I conducted, it’s where I feel at home. I know how the music should sound in my head so I’m the best qualified to mould that in the room. Of course, that modus operandi only works well if you have people you can trust in the booth. In this case I was fortunate to have James Fitzpatrick and my assistant Rachel James producing for me.

How many times do you watch a movie before you are satisfied that you can start to write the score or decide where music is to be placed etc?

Well the spotting can take place on your first viewing if a temp track has already been laid. When I’m composing I’ll watch a scene a couple of times and then ideas will formulate in my mind and it’s straight into writing into score on the computer. I can then play back against the picture and fine-tune.

What are your earliest memories of any kind of music and were any of your family musically inclined?

My grandfather played violin, my grandmother piano and my father the organ. I wasn’t exposed to these influences at an early age though because I was brought up in Africa. My mother however is a great classical music fan and I remember the gramophone being played in the home. When we came back to England the ‘swinging sixties’ were just beginning so, like every other kid from that era, I was exposed to pop music.

What is your opinion on the state or condition of film music nowadays, and do you think the scores from today compare favourably with soundtracks from both the golden and silver age of film music?

No, I don’t think contemporary scores compare favourably at all. I’m not a ‘stick in the mud’ but film has changed and music along with it. I think Hollywood film music has become too generic and too influenced by what has been done before. This seems to make the talent of a composer judged by how well he can reproduce a sound rather than by any ability to innovate. European film music is different and it is still possible to be an individual here. I’m a huge fan of Bollywood film music, having worked on a few scores. They are so exuberant and willing to merge their musical culture with ours.

When you are working on a re-recording or reconstruction of a score, do you study the original manuscripts if they are available or listen to the music in the film or on a recording, ZULU for example, and do you try to remain faithful to the music in the movie or the music on the recording?


If the original scores are available then, of course, that’s what I’ll study.
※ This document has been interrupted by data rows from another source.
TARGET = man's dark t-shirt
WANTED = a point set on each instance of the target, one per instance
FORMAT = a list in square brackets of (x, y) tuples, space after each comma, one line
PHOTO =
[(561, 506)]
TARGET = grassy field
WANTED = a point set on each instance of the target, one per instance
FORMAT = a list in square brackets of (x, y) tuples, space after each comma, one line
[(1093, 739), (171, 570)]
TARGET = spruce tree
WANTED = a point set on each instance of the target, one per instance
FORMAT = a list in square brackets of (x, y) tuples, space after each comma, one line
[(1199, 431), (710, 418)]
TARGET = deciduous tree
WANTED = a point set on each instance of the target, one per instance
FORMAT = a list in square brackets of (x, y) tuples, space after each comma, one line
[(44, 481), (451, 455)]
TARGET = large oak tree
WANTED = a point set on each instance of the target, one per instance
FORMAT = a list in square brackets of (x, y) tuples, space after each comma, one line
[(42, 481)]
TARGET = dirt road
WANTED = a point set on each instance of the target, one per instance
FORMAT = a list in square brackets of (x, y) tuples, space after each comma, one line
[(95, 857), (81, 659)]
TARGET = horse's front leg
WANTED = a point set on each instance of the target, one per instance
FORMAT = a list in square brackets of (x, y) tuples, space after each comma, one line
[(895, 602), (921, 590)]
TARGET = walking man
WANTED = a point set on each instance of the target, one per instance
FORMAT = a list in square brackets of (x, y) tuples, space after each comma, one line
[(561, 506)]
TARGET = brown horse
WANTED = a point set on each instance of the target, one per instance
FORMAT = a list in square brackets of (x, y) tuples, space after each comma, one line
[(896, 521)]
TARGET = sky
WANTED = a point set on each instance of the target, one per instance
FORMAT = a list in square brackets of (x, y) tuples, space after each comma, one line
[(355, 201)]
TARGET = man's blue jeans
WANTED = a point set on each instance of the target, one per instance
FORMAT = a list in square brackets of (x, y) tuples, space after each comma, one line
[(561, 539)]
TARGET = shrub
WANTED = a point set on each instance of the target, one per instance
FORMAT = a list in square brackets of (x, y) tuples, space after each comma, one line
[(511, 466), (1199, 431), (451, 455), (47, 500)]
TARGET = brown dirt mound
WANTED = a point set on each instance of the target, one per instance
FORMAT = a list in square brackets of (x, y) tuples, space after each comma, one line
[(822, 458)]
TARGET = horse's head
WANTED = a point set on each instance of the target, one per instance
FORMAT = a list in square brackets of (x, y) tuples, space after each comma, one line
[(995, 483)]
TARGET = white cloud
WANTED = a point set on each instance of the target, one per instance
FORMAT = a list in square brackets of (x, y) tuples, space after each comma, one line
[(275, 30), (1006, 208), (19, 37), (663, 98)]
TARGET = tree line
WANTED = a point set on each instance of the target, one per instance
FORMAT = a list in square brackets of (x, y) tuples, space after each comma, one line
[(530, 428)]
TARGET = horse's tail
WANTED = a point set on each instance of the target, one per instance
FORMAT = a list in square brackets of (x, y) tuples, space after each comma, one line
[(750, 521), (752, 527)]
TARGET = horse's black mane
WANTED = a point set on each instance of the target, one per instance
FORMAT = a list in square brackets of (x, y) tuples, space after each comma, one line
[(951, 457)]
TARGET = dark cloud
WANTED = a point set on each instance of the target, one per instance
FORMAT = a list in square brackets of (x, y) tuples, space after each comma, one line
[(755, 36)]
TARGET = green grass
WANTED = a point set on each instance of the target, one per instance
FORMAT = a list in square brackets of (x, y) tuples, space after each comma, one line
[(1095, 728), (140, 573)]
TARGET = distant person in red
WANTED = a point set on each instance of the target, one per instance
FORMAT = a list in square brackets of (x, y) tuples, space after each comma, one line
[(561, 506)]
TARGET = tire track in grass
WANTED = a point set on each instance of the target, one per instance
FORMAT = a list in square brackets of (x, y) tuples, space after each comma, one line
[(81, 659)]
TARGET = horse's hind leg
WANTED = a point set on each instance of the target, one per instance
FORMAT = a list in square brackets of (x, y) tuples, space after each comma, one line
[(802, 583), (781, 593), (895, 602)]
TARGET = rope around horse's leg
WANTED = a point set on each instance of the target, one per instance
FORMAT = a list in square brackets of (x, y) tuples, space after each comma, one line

Often they’re not and the score has to be transcribed by ear which is painstaking work but it gets you right into every nuance of the music. We try to be faithful to the original and to be musical too. Different orchestras and recording environments will influence how the final sound is as well as advances in technology so one cannot, and should not, be slavish.

When scoring a picture do you have a set pattern of working, do you start at the main theme and work through to the end titles or do you come up with a central theme first and base the remainder of the score around this ?

I like to have a couple of themes approved and up my sleeve and  I like to work through the film chronologically so that the music can develop at the same pace as the story. Practically, I add up how much music I have to write, divide it by the working days available and try to stick to my schedule, 5 minutes per day or whatever it is.


Do you orchestrate your own music?

Yes, of course. The music I hear in my head is sounding orchestrated already. I was curious when working with Elmer Bernstein once. I was going through a sketch with him and asked him if he wanted a particular section on woodwinds or strings. He had no idea. That was an amazing insight, he was just writing, in this instance, music with no idea as to how it should sound.